6. Examine the historical shift from moralizing unhealthy habits to viewing them as public health issues requiring systemic intervention.
7. What ethical guidelines should govern the development of AI and psychological tools designed to manipulate human habit formation?
8. Discuss the concept of “behavioral economics” and how “nudges” can be used to promote healthier choices on a large scale.
9. How do different cultural traditions regarding fasting, feasting, and ritual contribute to health and habit maintenance?
10. Analyze the interplay between corporate lobbying and the legislative failure to implement stricter regulations on unhealthy industries.
11. What ethical challenges arise when employers use health data from wearables to incentivize or penalize employee habits?
12. Debate whether total reliance on technology to track habits diminishes the internal motivation and self-awareness required for change.
13. How does the architecture of modern hospitals and clinics reflect or inhibit a focus on preventative habit formation?
14. Discuss the concept of “keystone habits”—small changes that create a ripple effect across a person’s entire life.
15. To what extent does the modern pursuit of optimal performance (biohacking) transform healthy habits into a competitive, exhausting endeavor?
C2 Level – Proficiency
1. How do you analyze the idea that the need for formalized “healthy habits” is a consequence of modern societal dysfunction?

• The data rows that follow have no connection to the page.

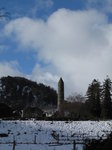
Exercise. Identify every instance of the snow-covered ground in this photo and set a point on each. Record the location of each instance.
(50, 135)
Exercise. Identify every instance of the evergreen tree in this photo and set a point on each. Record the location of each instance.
(106, 99)
(93, 98)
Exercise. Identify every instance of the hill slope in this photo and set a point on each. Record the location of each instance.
(19, 93)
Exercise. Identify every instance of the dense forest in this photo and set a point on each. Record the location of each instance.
(96, 104)
(18, 93)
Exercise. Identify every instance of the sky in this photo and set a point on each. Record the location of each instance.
(44, 40)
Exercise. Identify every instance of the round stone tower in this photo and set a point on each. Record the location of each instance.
(60, 96)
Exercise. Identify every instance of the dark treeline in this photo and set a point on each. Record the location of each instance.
(96, 104)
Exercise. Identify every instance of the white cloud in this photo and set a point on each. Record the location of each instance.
(77, 44)
(43, 5)
(102, 5)
(42, 76)
(9, 69)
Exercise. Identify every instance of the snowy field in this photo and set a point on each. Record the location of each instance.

2. Formulate a critique of public health campaigns that fail to address the systemic causes of poor health and blame the individual.
3. Analyze the intersection of neuroscience, cognitive dissonance, and the difficulty of aligning behavior with declared values.
4. Discuss the philosophical distinction between “discipline” (self-imposed order) and “compliance” (external obedience) in habit formation.
5. Critically evaluate the effectiveness of mass media interventions versus one-on-one counseling in promoting complex behavioral changes.
6. Propose a system for global public health education that promotes universally applicable, low-cost healthy habits.
7. Examine the psychological function of peer pressure and social comparison in either reinforcing or destroying healthy habits.
8. How does the language of self-help and behavior change reflect deeper cultural anxieties about control and perfection?
9. Discuss the ethical responsibilities of social media platforms in curbing the spread of unverified or harmful health advice.
10. Analyze the historical relationship between the Industrial Revolution and the breakdown of traditional, routine-based healthy life cycles.
11. Articulate the inherent tension between the desire for immediate comfort and the long-term necessity of uncomfortable, healthy effort.
12. Debate whether pharmaceutical advancements will eventually eliminate the need for rigorous dietary and exercise habits.
13. Assess the long-term societal effects of widespread mental health challenges on collective productivity and quality of life.
14. Discuss the philosophical definition of ‘well-being’ and how the pursuit of healthy habits contributes to a meaningful life.
15. How might the themes of habit formation be used to model processes of organizational culture change and institutional reform?